We present a novel approach, the Local Edge Machine, for the inference of regulatory interactions directly from time-series gene expression data. We demonstrate its performance, robustness, and scalability on in silico datasets with varying behaviors, sizes, and degrees of complexity. Moreover, we demonstrate its ability to incorporate biological prior information and make informative predictions on a well-characterized in vivo system using data from budding yeast that have been synchronized in the cell cycle.

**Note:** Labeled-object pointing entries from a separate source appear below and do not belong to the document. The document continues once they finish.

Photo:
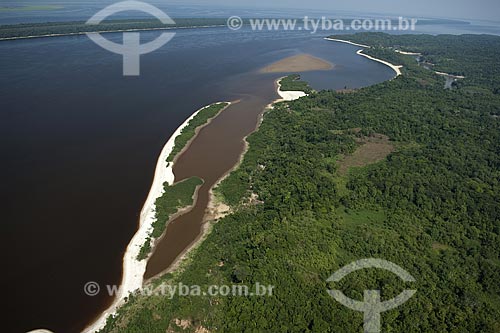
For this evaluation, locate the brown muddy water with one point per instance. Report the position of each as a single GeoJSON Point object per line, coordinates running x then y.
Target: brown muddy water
{"type": "Point", "coordinates": [214, 151]}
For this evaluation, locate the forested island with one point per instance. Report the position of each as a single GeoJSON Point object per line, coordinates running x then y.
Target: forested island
{"type": "Point", "coordinates": [405, 171]}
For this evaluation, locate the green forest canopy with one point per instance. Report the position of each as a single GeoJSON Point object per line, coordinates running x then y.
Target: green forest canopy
{"type": "Point", "coordinates": [432, 206]}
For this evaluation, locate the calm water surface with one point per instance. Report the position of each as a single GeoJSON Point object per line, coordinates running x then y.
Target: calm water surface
{"type": "Point", "coordinates": [79, 143]}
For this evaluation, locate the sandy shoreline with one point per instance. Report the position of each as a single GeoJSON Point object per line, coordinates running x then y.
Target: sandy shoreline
{"type": "Point", "coordinates": [347, 42]}
{"type": "Point", "coordinates": [395, 68]}
{"type": "Point", "coordinates": [216, 210]}
{"type": "Point", "coordinates": [297, 64]}
{"type": "Point", "coordinates": [133, 270]}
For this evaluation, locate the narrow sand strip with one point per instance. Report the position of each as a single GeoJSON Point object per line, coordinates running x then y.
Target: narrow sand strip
{"type": "Point", "coordinates": [407, 53]}
{"type": "Point", "coordinates": [133, 270]}
{"type": "Point", "coordinates": [288, 95]}
{"type": "Point", "coordinates": [450, 75]}
{"type": "Point", "coordinates": [347, 42]}
{"type": "Point", "coordinates": [397, 69]}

Finally, we use an atlas of transcription data in a mammalian circadian system to illustrate how the method can be used for discovery in the context of large complex networks.Electronic supplementary materialThe online version of this article (doi:10.1186/s13059-016-1076-z) contains supplementary material, which is available to authorized users.

Highlights

  • Dynamic gene expression programs have been observed in a wide variety of organisms

  • It is believed that the observed temporal dynamics are an emergent property of underlying transcription networks, which consist of interacting collections of transcription factors (TFs) [1,2,3]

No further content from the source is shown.